Pour leur part, les services de police - police de l’air et des frontières, renseignements généraux, SRPJ - avaient une structure telle qu’on pouvait considérer que chacun d’eux constituait un seul et unique service sur l’ensemble de l’île. Il y avait donc une unification de l’action de ces services au niveau des directions régionales.

Par ailleurs, la criminalité et le terrorisme en Corse ont amené à instituer deux sortes de correctifs.

Le premier correctif est quantitatif : il tient à la présence sur l’île des " unités déplacées ", compagnies de CRS et escadrons de gendarmerie dont, à certaines périodes, les effectifs étaient supérieurs à ceux des effectifs territoriaux. Ces unités déplacées avaient - et ont toujours, je crois - une structure de commandement autonome, puisqu’elles sont dirigées en interne par un état-major distinct de celui des forces de sécurité territoriales.

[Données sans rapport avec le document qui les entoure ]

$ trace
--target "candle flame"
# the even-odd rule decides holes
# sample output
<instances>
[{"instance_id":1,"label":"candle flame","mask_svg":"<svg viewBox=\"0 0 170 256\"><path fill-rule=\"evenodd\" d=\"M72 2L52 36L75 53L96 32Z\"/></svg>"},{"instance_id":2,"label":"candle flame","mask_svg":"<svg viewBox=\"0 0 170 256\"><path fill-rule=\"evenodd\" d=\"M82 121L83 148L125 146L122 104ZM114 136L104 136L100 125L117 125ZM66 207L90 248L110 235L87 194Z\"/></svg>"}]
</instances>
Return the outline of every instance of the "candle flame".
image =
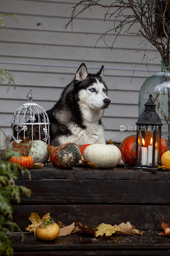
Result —
<instances>
[{"instance_id":1,"label":"candle flame","mask_svg":"<svg viewBox=\"0 0 170 256\"><path fill-rule=\"evenodd\" d=\"M145 145L145 142L144 142L144 138L142 138L142 144L143 144L143 146L144 146Z\"/></svg>"}]
</instances>

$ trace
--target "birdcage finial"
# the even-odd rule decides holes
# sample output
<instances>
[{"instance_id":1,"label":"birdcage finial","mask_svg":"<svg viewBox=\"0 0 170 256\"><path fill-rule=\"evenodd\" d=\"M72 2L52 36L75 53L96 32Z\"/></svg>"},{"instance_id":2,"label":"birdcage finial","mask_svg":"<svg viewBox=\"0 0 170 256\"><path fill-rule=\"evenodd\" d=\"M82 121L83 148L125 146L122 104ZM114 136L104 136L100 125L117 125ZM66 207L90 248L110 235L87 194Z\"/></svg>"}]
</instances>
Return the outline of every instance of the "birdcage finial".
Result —
<instances>
[{"instance_id":1,"label":"birdcage finial","mask_svg":"<svg viewBox=\"0 0 170 256\"><path fill-rule=\"evenodd\" d=\"M32 89L31 89L30 90L30 92L29 92L26 96L26 98L28 98L29 100L29 102L32 102L33 101L32 100L32 99L33 99L33 97L32 97L32 92L33 92L33 91L32 91Z\"/></svg>"}]
</instances>

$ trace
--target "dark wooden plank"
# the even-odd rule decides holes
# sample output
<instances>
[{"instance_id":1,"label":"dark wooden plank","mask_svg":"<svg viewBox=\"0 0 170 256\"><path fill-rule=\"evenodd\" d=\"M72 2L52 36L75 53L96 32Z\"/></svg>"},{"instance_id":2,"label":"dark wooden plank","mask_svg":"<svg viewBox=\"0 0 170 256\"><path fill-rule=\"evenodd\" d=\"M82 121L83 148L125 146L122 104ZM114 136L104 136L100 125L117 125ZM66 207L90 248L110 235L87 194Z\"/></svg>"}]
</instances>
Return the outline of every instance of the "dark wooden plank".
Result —
<instances>
[{"instance_id":1,"label":"dark wooden plank","mask_svg":"<svg viewBox=\"0 0 170 256\"><path fill-rule=\"evenodd\" d=\"M17 252L162 250L162 255L163 255L163 252L167 252L169 249L170 240L169 237L160 236L155 231L146 231L145 235L138 237L115 235L111 237L95 238L84 233L77 233L47 242L39 240L33 234L28 232L25 235L23 241L21 241L20 235L15 234L13 244L14 251Z\"/></svg>"},{"instance_id":2,"label":"dark wooden plank","mask_svg":"<svg viewBox=\"0 0 170 256\"><path fill-rule=\"evenodd\" d=\"M13 221L25 231L31 224L28 218L31 212L38 213L42 218L50 212L52 218L63 224L80 221L95 228L101 223L118 225L130 221L140 230L159 230L162 220L166 219L170 211L169 205L15 205Z\"/></svg>"},{"instance_id":3,"label":"dark wooden plank","mask_svg":"<svg viewBox=\"0 0 170 256\"><path fill-rule=\"evenodd\" d=\"M22 204L157 204L170 203L167 180L19 180L30 188Z\"/></svg>"},{"instance_id":4,"label":"dark wooden plank","mask_svg":"<svg viewBox=\"0 0 170 256\"><path fill-rule=\"evenodd\" d=\"M47 256L47 252L18 252L13 254L14 256ZM83 250L82 251L55 251L48 252L48 256L84 256L84 255L98 255L102 256L166 256L170 255L170 251L167 250L95 250L89 251Z\"/></svg>"},{"instance_id":5,"label":"dark wooden plank","mask_svg":"<svg viewBox=\"0 0 170 256\"><path fill-rule=\"evenodd\" d=\"M135 171L129 166L116 167L112 169L92 169L76 166L72 169L63 170L54 168L50 163L38 170L30 170L32 180L57 179L67 180L169 180L170 172L160 171L155 173ZM21 173L19 179L27 179L28 176Z\"/></svg>"}]
</instances>

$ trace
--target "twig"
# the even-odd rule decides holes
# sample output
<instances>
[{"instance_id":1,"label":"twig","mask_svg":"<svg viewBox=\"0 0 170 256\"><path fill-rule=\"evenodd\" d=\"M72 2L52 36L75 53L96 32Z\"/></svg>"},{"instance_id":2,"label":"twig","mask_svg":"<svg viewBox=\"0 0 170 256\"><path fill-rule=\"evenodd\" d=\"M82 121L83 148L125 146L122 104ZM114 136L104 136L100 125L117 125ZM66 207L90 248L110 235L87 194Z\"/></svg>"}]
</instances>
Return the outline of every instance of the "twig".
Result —
<instances>
[{"instance_id":1,"label":"twig","mask_svg":"<svg viewBox=\"0 0 170 256\"><path fill-rule=\"evenodd\" d=\"M162 94L162 91L161 91L159 92L159 100L158 101L158 109L160 111L162 115L164 118L165 118L165 119L168 125L169 125L170 123L169 123L169 120L168 118L166 116L166 114L164 112L163 110L161 109L160 108L160 98L161 97L161 94Z\"/></svg>"}]
</instances>

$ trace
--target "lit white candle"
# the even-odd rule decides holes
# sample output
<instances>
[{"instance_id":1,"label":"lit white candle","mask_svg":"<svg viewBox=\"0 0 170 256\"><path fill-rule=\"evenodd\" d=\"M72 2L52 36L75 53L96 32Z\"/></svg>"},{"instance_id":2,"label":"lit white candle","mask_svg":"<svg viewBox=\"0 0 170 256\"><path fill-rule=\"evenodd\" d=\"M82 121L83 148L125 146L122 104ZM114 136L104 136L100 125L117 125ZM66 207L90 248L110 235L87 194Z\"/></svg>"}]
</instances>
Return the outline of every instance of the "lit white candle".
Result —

Le second correctif tient au préfet adjoint pour la sécurité. Je dois dire qu’avant d’être nommé en Corse, en tant que membre du bureau de l’association du corps préfectoral, je m’interrogeais sur la pertinence de ce poste de préfet adjoint pour la sécurité dans une île qui a à peine plus d’habitants que le département des Hautes-Pyrénées, que j’administre actuellement. Arrivé là-bas, je ne me suis pas posé la question : il s’agissait d’exercer la fonction.

Comment ai-je conçu mon rôle ? Pour moi, préfet adjoint pour la sécurité, cela voulait dire " adjoint " - donc sous l’autorité de responsables dont j’étais le collaborateur - ce qui supposait loyauté et souci de coller en permanence à la volonté des deux préfets de département auxquels j’étais adjoint. Par ailleurs, étant préfet, nommé en conseil des ministres, j’avais néanmoins une fonction d’autorité. C’est donc sur la base de ces constats que j’ai envisagé mon action.

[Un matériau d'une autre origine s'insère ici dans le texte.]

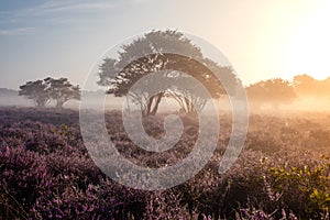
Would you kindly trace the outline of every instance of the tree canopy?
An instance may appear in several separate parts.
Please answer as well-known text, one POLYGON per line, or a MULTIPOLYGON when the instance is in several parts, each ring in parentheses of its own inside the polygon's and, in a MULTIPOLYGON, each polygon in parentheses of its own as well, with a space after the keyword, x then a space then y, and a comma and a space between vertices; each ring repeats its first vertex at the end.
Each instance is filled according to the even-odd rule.
POLYGON ((295 76, 293 84, 300 97, 330 97, 330 78, 318 80, 304 74, 295 76))
POLYGON ((249 101, 253 108, 271 106, 278 109, 282 105, 292 103, 296 94, 289 81, 274 78, 246 87, 249 101))
POLYGON ((201 50, 177 31, 153 31, 121 48, 119 58, 103 59, 98 84, 108 86, 108 94, 133 98, 144 116, 155 114, 164 97, 174 98, 187 113, 201 110, 207 98, 187 82, 189 77, 207 88, 212 98, 226 94, 221 82, 232 89, 238 82, 230 67, 204 57, 201 50), (145 81, 140 90, 131 90, 138 80, 152 73, 162 73, 162 80, 145 81), (224 76, 226 81, 220 81, 216 74, 224 76), (173 84, 164 87, 161 84, 165 81, 173 84), (161 89, 155 94, 150 87, 161 89))
POLYGON ((63 108, 66 101, 80 99, 80 88, 78 85, 72 85, 67 78, 47 77, 20 86, 19 96, 33 100, 36 107, 45 107, 51 100, 54 100, 57 108, 63 108))

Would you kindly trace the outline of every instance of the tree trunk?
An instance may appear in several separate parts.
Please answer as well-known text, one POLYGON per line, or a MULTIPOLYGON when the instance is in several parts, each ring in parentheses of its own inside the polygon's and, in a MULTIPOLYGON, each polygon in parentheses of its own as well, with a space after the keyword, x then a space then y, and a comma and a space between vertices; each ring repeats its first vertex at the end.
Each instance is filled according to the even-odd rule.
POLYGON ((163 96, 164 96, 164 92, 160 92, 157 95, 152 96, 148 99, 145 109, 142 111, 142 116, 143 117, 155 116, 158 111, 158 107, 160 107, 163 96))

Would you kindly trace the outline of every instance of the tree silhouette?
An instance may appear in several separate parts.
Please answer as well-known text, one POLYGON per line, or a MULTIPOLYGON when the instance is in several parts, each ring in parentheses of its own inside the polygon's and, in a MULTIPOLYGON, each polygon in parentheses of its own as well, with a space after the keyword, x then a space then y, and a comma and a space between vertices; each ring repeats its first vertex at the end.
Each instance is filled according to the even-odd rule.
POLYGON ((294 77, 294 87, 298 96, 319 96, 321 94, 320 81, 304 74, 294 77))
POLYGON ((28 81, 20 86, 19 96, 33 100, 35 107, 45 107, 51 97, 43 80, 28 81))
POLYGON ((330 78, 318 80, 307 74, 297 75, 294 77, 294 87, 299 97, 330 97, 330 78))
POLYGON ((118 59, 106 58, 100 66, 98 84, 109 86, 108 94, 117 97, 130 96, 140 106, 143 116, 155 114, 164 97, 174 98, 186 113, 190 113, 196 111, 196 108, 202 109, 207 98, 194 89, 193 84, 188 85, 185 81, 194 77, 213 98, 219 98, 220 94, 226 91, 215 72, 226 75, 226 82, 230 82, 232 87, 238 82, 231 68, 220 67, 205 58, 200 48, 183 33, 169 30, 153 31, 123 45, 118 59), (140 89, 130 90, 139 79, 151 73, 162 73, 162 80, 144 81, 140 89), (173 85, 164 87, 166 81, 172 81, 173 85), (193 102, 196 105, 194 108, 193 102))
POLYGON ((246 88, 249 101, 253 108, 271 106, 277 110, 282 105, 292 103, 296 94, 289 81, 274 78, 266 81, 258 81, 246 88))
POLYGON ((67 78, 28 81, 20 86, 19 96, 32 99, 36 107, 45 107, 52 99, 56 101, 57 108, 70 99, 80 99, 79 86, 73 86, 67 78))
POLYGON ((72 99, 80 100, 80 88, 69 82, 67 78, 54 79, 47 77, 44 79, 46 92, 56 101, 56 108, 63 108, 63 105, 72 99))

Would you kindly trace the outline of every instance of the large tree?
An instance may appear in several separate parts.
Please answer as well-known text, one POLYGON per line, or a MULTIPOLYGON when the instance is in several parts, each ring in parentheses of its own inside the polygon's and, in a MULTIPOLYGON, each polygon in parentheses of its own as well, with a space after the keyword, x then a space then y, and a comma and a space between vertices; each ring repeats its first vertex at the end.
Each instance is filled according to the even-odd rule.
POLYGON ((57 108, 63 108, 66 101, 80 99, 80 88, 72 85, 67 78, 47 77, 20 86, 19 95, 32 99, 36 107, 45 107, 51 100, 54 100, 57 108))
POLYGON ((20 86, 19 96, 33 100, 36 107, 45 107, 51 99, 46 87, 43 80, 28 81, 20 86))
POLYGON ((280 78, 253 84, 246 87, 246 94, 250 103, 256 109, 263 106, 278 109, 282 105, 292 103, 296 98, 290 82, 280 78))
POLYGON ((185 79, 194 77, 213 98, 219 98, 226 91, 215 72, 226 75, 224 78, 229 78, 228 81, 232 87, 238 82, 231 68, 220 67, 217 63, 205 58, 200 48, 183 33, 169 30, 153 31, 123 45, 118 59, 106 58, 100 66, 98 84, 109 86, 109 94, 133 98, 144 116, 155 114, 165 96, 174 98, 189 113, 196 111, 196 108, 202 109, 207 98, 197 89, 189 88, 191 85, 185 84, 185 79), (130 90, 142 77, 160 72, 162 80, 145 81, 141 89, 130 90), (167 87, 157 85, 164 81, 172 81, 173 85, 168 84, 167 87), (148 87, 148 90, 143 89, 145 87, 148 87), (153 90, 150 87, 161 89, 151 92, 153 90), (196 105, 195 108, 191 108, 193 102, 196 105))
POLYGON ((79 85, 72 85, 67 78, 54 79, 47 77, 44 81, 47 85, 48 96, 56 102, 56 108, 63 108, 63 105, 72 99, 80 100, 79 85))

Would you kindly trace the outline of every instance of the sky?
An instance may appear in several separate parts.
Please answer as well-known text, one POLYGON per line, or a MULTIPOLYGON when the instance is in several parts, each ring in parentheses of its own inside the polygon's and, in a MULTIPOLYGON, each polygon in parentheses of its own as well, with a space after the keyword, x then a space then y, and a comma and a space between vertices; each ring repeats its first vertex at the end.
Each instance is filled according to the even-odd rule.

Cela supposait que j’entretienne un rapport extrêmement étroit et que je témoigne d’une loyauté sans faille à l’égard des deux préfets de département, que je sois en liaison opérationnelle permanente avec le gouvernement, en particulier avec le cabinet du ministre de l’intérieur, et, enfin, très concrètement, que je prenne en charge la coordination de l’ensemble des forces de sécurité.

J’avais le souci de faire en sorte que police et gendarmerie fonctionnent aussi harmonieusement que possible, ce qui n’a pas toujours été une partie de plaisir, nombre de circonstances contrecarrant cette volonté d’unité. Cela dit, pour porter d’ores et déjà un regard critique sur ce poste, je pense, après avoir fait le bilan des avantages et des inconvénients, que la balance penche très légèrement du côté de son maintien, ce dont je vais essayer de m’expliquer maintenant.

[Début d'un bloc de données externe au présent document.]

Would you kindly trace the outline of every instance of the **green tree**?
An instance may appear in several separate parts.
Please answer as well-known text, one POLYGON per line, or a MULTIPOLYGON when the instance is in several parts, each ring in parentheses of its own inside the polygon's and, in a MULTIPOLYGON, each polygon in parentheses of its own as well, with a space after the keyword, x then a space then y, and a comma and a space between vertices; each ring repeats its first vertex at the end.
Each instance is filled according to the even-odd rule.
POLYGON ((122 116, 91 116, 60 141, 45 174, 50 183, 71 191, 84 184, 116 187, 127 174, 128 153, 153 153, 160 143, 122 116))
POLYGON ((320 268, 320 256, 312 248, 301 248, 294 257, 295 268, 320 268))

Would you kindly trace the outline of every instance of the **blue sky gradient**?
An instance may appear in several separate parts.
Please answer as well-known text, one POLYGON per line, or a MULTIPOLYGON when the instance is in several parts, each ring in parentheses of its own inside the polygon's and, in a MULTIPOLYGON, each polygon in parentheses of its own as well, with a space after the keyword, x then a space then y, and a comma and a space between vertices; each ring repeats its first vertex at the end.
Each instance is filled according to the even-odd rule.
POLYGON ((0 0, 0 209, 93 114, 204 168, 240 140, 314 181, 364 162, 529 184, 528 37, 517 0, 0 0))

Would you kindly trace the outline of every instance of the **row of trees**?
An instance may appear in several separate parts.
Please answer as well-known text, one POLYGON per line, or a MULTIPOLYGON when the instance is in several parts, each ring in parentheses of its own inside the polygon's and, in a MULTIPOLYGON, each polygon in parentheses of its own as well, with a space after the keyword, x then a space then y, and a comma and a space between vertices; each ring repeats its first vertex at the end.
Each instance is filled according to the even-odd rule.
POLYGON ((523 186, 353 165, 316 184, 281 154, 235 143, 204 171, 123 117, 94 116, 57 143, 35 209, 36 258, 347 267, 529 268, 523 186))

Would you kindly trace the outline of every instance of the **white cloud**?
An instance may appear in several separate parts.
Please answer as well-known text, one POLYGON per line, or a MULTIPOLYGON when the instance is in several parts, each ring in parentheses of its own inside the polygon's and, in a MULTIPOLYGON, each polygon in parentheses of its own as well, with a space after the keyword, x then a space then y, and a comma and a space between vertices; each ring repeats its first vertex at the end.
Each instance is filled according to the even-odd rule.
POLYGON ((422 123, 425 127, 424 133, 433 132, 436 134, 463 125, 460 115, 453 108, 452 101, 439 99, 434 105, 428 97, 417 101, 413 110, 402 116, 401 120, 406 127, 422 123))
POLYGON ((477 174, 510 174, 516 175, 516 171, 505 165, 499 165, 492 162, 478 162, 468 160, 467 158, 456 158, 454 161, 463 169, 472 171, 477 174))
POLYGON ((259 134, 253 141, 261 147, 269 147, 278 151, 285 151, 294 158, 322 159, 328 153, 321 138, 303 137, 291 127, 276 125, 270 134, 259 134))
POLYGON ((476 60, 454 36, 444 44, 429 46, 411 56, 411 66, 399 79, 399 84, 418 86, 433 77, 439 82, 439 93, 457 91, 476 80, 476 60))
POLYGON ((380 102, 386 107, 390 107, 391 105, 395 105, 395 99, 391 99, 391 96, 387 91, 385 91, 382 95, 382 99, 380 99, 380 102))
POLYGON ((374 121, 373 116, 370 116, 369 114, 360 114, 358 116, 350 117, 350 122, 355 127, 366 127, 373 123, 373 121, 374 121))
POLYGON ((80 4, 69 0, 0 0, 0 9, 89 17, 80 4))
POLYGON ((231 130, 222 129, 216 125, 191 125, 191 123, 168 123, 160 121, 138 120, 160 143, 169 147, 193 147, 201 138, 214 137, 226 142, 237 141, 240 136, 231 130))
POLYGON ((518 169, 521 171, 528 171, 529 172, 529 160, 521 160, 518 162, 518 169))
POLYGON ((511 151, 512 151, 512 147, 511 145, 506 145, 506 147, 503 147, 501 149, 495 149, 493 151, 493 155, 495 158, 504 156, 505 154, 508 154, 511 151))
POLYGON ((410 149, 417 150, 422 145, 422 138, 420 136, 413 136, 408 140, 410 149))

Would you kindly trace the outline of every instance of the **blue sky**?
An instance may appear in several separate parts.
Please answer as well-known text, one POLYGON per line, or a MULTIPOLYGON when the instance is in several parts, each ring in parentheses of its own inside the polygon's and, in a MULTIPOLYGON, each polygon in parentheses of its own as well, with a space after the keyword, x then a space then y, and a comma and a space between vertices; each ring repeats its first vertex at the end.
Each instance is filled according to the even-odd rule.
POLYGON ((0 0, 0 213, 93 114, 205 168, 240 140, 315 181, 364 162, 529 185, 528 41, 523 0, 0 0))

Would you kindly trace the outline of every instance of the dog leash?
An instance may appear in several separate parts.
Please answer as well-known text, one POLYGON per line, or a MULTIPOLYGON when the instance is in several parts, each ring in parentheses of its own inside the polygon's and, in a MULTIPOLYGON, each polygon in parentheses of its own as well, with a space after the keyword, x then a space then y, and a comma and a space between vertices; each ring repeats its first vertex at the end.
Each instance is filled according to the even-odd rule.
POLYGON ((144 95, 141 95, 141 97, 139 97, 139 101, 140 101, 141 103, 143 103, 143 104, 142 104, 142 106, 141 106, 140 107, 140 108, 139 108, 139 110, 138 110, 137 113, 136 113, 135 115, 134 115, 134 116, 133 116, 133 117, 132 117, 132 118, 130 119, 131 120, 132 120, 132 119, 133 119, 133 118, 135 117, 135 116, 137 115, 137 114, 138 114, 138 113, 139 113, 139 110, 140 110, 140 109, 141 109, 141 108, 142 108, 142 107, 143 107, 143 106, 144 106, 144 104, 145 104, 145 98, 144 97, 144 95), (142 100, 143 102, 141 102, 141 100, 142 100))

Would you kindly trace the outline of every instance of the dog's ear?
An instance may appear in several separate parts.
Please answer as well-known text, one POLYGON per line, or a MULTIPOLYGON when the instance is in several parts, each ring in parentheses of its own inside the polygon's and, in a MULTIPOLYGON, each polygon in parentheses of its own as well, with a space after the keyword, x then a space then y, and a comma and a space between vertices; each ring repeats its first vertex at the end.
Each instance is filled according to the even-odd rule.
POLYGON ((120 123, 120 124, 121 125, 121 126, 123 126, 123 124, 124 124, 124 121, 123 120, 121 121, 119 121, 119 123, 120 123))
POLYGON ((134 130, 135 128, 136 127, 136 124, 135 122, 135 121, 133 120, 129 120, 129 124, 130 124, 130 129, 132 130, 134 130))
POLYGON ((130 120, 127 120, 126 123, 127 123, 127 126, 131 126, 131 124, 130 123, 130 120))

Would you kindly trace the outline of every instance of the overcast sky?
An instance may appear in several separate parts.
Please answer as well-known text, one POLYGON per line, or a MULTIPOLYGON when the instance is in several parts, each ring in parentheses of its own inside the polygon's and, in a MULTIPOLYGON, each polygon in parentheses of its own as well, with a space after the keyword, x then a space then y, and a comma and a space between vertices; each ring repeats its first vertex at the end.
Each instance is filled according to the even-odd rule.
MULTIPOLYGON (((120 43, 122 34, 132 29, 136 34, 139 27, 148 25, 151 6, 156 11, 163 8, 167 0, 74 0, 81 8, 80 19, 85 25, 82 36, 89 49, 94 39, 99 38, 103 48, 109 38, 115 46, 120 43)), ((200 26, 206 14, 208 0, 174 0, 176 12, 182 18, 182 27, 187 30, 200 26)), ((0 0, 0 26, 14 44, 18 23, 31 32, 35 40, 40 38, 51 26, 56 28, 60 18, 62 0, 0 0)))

Le nombre des forces de sécurité en Corse, l’imbrication des forces permanentes et des forces déplacées, la nécessité d’assurer une cohérence d’action sur l’ensemble de l’île, tout cela me paraît justifier l’existence d’un point unique de coordination.

Or si cette unicité de coordination est légitime, par qui doit-elle être assurée ? Si elle l’était par un policier, les gendarmes s’en trouveraient offusqués, l’inverse étant également vrai. Si elle l’était par un sous-préfet auprès du préfet de région - hypothèse qui a longtemps été envisagée -, je pense que quelles que soient les qualités qu’il puisse avoir, il n’aurait ni l’autorité fonctionnelle et de grade pour imposer une vision opérationnelle sur l’ensemble des forces, ni le niveau de contact adéquat avec les directeurs de cabinet des ministres. Je considère donc que cette fonction, si elle doit exister, doit être exercée par un préfet.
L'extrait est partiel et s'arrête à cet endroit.